Espérance Mariam, une vendeuse de légumes congolaise qui se ravitaille à Gatumba, témoigne des obstacles qu’elle rencontre pour regagner la RDC.

« Nous venons du Congo pour acheter des légumes au Burundi. Dieu merci, nous les trouvons souvent et nous les revendons chez nous. Mais le principal défi est le manque de clients. Nous sommes obligées de faire du commerce ambulant. Parfois, nous nous réveillons sous les coups de feu : soit nous venons au Burundi, soit nous restons chez nous. À notre retour, c’est la même chose, les balles sifflent, et nous devons choisir entre rentrer ou rester bloquées », explique-t-elle.

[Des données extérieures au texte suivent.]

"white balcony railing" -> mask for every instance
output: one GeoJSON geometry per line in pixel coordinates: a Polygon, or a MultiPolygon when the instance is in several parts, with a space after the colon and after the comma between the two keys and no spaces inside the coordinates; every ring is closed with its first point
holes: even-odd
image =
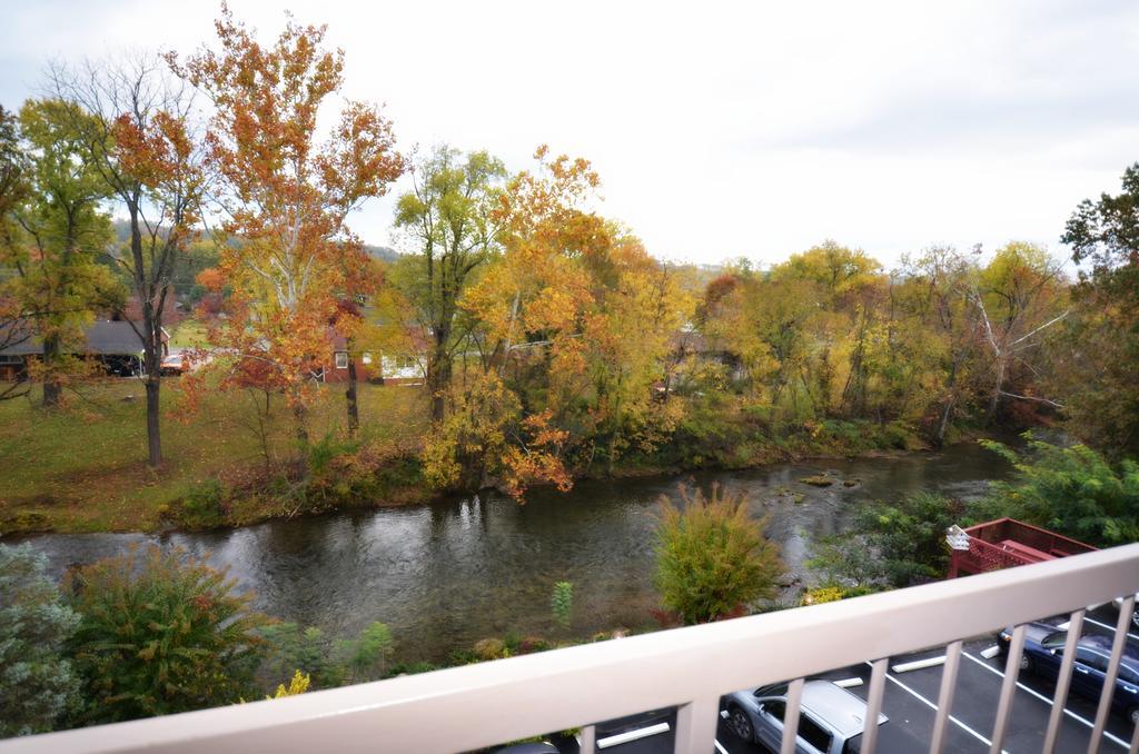
{"type": "MultiPolygon", "coordinates": [[[[880,708],[886,659],[947,646],[931,752],[940,752],[952,706],[964,638],[1035,618],[1072,613],[1079,633],[1084,606],[1124,600],[1114,645],[1117,667],[1124,623],[1139,591],[1139,544],[1117,547],[839,603],[604,641],[362,683],[302,696],[9,739],[0,754],[58,752],[459,752],[583,728],[646,710],[678,707],[675,751],[713,751],[720,696],[871,661],[868,715],[880,708]]],[[[1001,685],[991,751],[1000,752],[1017,681],[1024,632],[1014,634],[1001,685]]],[[[1057,681],[1044,751],[1056,745],[1072,657],[1057,681]]],[[[1105,688],[1114,688],[1114,674],[1105,688]]],[[[796,691],[790,687],[784,752],[794,751],[796,691]]],[[[1100,699],[1089,752],[1098,751],[1109,710],[1100,699]]],[[[872,752],[875,728],[863,737],[872,752]]],[[[1117,738],[1117,737],[1116,737],[1117,738]]],[[[1125,748],[1125,743],[1116,740],[1125,748]]],[[[1139,748],[1139,731],[1130,751],[1139,748]]]]}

Paix et stabilité, clés du commerce transfrontalier 

La zone de Gatumba représente l’un des poumons économiques du Burundi, ses activités contribuant significativement aux recettes fiscales nationales. Cependant, les commerçants locaux soulignent leur besoin urgent d’un soutien financier et d’une paix durable des deux côtés de la frontière pour exercer pleinement leurs activités, témoigne une coursière à vélo opérant sur l’axe Bujumbura-Uvira.

Selon elle, « Ce que je recommanderais aux autorités, c’est de reconnaître que, comme au Congo, nous luttons pour survivre. Un appui financier allégerait notre fardeau et garantirait la stabilité économique de nos familles. Mais surtout, la paix est essentielle pour nos activités. Dans un climat d’insécurité, pensez-vous que je puisse m’aventurer ? Avec mon handicap, je ne peux même pas courir. Si je tombe, je n’ai aucun moyen de me relever. Ceux qui passent après moi me piétineraient pour avancer. Ne voyez-vous pas à quel point la paix est cruciale ? C’est grâce à la paix que nous pouvons descendre dans la rue pour chercher de quoi subsister. »

Selon les statistiques de l’Office Burundais des Recettes (OBR) pour le quatrième trimestre 2023, plus de 89 % des exportations du Burundi vers les pays d’Afrique centrale étaient destinées à la RDC, faisant de ce pays un marché clé pour les produits burundais. Par ailleurs, de nombreux commerçants burundais, notamment les vendeurs de pagnes, s’approvisionnent en RDC, illustrant l’importance des échanges transfrontaliers pour l’économie locale.